The NHS has recently agreed a new pay deal for over one million workers. This includes health care assistants and other support workers, who often have the same qualifications and prior experience as those working in social care.

There is a 7% gap between the pay rates for adult social care nurses, and the rates available for nurses in the NHS. Over the next few years, this will rise further with basic pay for NHS nurses starting in 2017/18 increasing by up to 22%, including pay progression. For care workers in the adult social care sector, average full-time equivalent pay in 2017/18 was £16,000. A similar role working to provide support to doctors and nurses in the NHS would pay a fifth higher (£19,300).

There are just over 40,000 nurses working in adult social care but almost a third are estimated to have left their role within the past 12 months.

This is unlikely to be sustainable. Our estimate suggests that, once you map current social care staff to equivalent current pay rates in the NHS, the funding would need to increase by around £1.8bn.

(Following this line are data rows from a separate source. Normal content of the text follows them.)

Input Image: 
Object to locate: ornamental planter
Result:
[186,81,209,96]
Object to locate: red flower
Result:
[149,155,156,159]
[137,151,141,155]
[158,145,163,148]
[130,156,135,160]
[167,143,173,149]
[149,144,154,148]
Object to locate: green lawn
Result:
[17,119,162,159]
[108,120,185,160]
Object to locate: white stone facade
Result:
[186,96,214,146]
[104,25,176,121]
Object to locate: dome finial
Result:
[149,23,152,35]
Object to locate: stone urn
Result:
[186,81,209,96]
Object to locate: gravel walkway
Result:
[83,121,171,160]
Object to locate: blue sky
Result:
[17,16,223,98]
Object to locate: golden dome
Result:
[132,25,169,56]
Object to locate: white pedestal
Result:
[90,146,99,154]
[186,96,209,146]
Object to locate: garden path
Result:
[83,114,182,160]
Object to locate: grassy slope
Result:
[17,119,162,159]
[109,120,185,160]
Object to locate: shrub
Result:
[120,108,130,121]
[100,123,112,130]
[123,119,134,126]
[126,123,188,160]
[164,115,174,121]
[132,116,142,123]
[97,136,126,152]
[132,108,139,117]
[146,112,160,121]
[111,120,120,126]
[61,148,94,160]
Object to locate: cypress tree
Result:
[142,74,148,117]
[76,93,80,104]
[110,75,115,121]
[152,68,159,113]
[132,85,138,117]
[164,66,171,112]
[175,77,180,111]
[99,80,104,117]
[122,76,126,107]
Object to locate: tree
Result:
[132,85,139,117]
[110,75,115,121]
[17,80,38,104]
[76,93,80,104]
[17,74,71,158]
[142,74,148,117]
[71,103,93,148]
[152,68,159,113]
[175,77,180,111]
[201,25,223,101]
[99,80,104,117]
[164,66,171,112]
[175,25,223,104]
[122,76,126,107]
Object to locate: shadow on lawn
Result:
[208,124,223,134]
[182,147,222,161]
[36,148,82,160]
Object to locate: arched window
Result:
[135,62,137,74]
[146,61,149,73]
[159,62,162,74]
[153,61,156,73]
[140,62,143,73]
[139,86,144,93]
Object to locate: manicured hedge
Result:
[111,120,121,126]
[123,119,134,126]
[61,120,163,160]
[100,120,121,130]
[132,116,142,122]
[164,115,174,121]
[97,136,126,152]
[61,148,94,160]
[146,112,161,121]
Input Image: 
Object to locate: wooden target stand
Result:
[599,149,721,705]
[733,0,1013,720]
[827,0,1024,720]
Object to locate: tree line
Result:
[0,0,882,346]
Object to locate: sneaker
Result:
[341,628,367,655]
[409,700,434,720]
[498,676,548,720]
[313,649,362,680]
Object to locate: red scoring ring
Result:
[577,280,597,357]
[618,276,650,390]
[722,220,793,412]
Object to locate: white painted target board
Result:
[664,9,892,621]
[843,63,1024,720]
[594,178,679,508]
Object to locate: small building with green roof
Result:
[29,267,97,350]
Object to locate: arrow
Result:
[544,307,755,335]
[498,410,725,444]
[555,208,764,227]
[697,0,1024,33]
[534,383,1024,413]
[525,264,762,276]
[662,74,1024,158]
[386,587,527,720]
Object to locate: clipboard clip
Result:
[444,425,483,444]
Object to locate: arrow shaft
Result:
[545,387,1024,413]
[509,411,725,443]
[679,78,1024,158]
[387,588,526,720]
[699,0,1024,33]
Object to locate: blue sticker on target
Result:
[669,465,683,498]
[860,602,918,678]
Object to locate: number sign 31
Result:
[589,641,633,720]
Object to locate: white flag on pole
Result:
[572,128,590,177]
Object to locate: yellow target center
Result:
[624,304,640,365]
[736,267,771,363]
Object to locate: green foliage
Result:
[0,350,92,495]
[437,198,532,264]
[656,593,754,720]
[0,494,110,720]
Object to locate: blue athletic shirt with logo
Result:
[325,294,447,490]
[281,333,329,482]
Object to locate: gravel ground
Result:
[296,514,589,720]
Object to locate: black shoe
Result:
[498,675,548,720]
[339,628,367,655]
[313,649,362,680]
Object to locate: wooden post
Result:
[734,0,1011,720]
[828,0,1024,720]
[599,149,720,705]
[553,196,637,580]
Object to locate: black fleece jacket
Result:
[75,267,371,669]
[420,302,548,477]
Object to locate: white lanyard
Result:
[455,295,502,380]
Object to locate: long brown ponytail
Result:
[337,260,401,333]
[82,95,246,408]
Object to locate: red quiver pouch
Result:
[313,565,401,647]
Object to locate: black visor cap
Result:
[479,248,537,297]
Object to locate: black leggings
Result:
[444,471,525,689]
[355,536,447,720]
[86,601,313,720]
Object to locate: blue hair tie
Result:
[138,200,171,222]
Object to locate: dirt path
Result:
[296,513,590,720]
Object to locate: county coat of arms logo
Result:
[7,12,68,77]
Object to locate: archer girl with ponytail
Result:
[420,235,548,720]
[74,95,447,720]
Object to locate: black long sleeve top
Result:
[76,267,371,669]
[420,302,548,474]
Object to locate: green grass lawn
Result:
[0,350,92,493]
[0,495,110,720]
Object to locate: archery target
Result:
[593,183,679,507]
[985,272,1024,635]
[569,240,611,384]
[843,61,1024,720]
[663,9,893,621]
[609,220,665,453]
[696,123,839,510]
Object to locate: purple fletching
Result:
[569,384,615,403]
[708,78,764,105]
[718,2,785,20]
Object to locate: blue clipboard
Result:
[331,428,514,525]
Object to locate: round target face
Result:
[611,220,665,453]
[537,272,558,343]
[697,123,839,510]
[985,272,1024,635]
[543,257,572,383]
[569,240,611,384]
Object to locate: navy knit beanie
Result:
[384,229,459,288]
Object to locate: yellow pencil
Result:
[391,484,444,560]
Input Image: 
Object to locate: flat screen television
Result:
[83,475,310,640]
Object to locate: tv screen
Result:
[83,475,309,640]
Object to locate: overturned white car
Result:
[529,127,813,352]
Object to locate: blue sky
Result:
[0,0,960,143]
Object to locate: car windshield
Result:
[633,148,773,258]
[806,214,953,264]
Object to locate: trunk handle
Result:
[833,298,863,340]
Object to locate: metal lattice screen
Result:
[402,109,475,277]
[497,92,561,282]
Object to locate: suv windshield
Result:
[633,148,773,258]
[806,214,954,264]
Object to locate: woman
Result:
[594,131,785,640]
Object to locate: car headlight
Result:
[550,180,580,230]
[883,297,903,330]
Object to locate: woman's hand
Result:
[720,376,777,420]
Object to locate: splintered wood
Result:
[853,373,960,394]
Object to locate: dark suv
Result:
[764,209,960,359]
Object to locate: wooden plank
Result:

This would mean that the gap between cost and demand pressures, and local authority spending power, would be £4.4bn by 2023/24. While this is a significant additional cost, it is hard to see how social care providers can recruit and retain staff at current pay rates when salaries will be higher in competitor labour markets.

An additional £4.4bn would see spending rise by 5.2% a year between 2018/19 and 2023/24. This is a substantial increase in funding.

To put this in perspective, our second chart below shows that if England wanted to provide the same access and quality of publicly funded adult social care as in 2010/11, then the government would need to provide an extra £10bn for local authorities. This is on top of the expected rise in their spending power, based on expected council tax and business rate receipts.

The balance in responsibility

None of this tackles the issue at the heart of the Sutherland Commission of 1999; the balance in responsibility between the individual and the state. The funding increases outlined above are focused on ensuring access and quality of care under the current system.

But reforming the funding system so that the state protects more people from the catastrophic costs associated with paying for their own care would add further to the bill. Implementing the cap on care costs which formed part of the 2014 Care Act would add at least £2.8 billion to the annual cost of adult social care in 2020/21 (with the exact amount dependant on the level of the cap). Our 2018 report with The King’s Fund, Fork in the road,  estimates that moving to free personal care along the lines of the Scottish system would add £7 billion in 2020/21.

Perhaps in this context it is not surprising that the social care green paper is still 'forthcoming'. While this may be understandable, and the decisions involved very difficult, the tragedy is that it is individuals and their families who suffer at times of greater need. This part of our welfare state is desperately overdue for serious reform.

Anita Charlesworth (@AnitaCTHF) is the Director of Research and Economics, and Toby Watt (@TLSWatt) is Senior Economist, at the Health Foundation.

Notes:

  • All expenditure figures are in 2019/20 prices.
  • Pay pressure figures supplied have been rounded up, so totals may not sum.